I have a tiny nitpick, only because I’m a chem major – the noble gases aren’t in group “18” they are in Group 8A. Carbon / Silicon are in Group 4A.
The reason this is important is due to valence shells (an elements group #, from the “A-Series” indicates the number of electrons in its outermost, or valence, shell). The B-Series (aka “transition metals”) are more or less completely irrelevant in an organic context.
I did like your analogy to functional groups though – that’s a neat way to think about it. FG’s are generally expressed, formulaically as “R-OH” [alcohol] or “R-COOH” [carboxylic acid] implying that the R-group is unimportant / non-reactive.
In your example, the R-group would be whatever is added to the functional portion. So the 2 * 5 F.G. could be expressed, in an O-Chem context, as R(2*5).
Anyways… enough of my anal-retentiveness – very cool, as always.
@Aaron: Thanks for the comment (I just fixed up the groups)!

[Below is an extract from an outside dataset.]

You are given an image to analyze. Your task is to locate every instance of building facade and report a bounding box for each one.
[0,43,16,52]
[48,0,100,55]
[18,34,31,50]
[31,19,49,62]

Actually, I had wondered about that myself – I faintly remember chemistry from school, and never had a proper organic chemistry class, so it’s nice to have these ideas run by someone in the field. I enjoy finding these analogies as they pop up. Thanks again for the notes.
As a high school student desperately attempting to approach math as an acadamic subject as opposed to a scary monster, I’d like to thank you for this article. It’s really made prime numbers seem much more friendly than before. =)
Any number with a 3 can have its digits tallied and they will also be divisible by 3. For example, 141 (473) = 1+4+1 = 6, also 196605 (655353) = 1+9+6+6+0+5 = 10+12+5 = 27 = 2+7 = 9. Etc.
Thank you for setting this site up. I have never studied Calculus, always considered it the Devil’s answer to real thought. Now I am heading back to school to get my degree in programming, and have found this site fantastic.
Thank you so much for making this site. It really made primes a lot easier. I’m doing a report on them (due this monday i’m afraid). It made them seem like they had a purpose and explained a lot.
hey mate,
(Guessing evenness)
you say that to quote "Odd times odd is odd. We never put in a 2 the whole time, so we stay odd."
but what about 3x3= 6 EVEN
Hi yeah all it is Me Nobody and I painted the table for you all and let Me tell you you are just going to pee your self when you see it. Mind boggling I must say. So many of you are so close if it was a snake he has his fang up against your skin and is ready to bite. That guy with the 12 block Idea now he has been bitten already and the Hope mathematics people with there 180 system ,look out for them for they are getting bitten hard.
[…] because the integers themselves cycle even, odd, even odd… after all, a square keeps the “evenness” of the root number (even * even = even, odd * odd = […]
I really appreciate your article. I was searching for a way to make primes relevant to my 4th & 5th graders, not just naming them, so I am exceptionally interested in the aspect of relating it to nature and the cycles of nature. I will focus my studies in that direction for know and would love to have any more info you have on prime cycles in nature – saving me slogging through the animal kingdom, plant kingdom, etc…
The sequence of the prime numbers has not been explained yet. True, but let’s claasify them logically. The number two [2] is in one class by itself and the numbers [3, 5, 7, 11, … ] are in another categorically distinct class having an infinite number of members. I want to share an insight that recently occurred to me. The distribution rules of elementary algebra universally apply to multiplication over addition and subtraction. That gives us two rules. The other rule: the distribution of addition and subtraction over multiplication is generally untrue. The word " Generally " differentiates this situation from universally or categorically untrue. The assertion is that the latter rule is true - sometimes. Allowing addition and subtraction to be distributive over multiplication brings into existence relationships between the algebraic variables. This may prove to lead to very interesting consequences where the four rules of distribution are true altogether. Especially where the algbraic variables are uneven integers.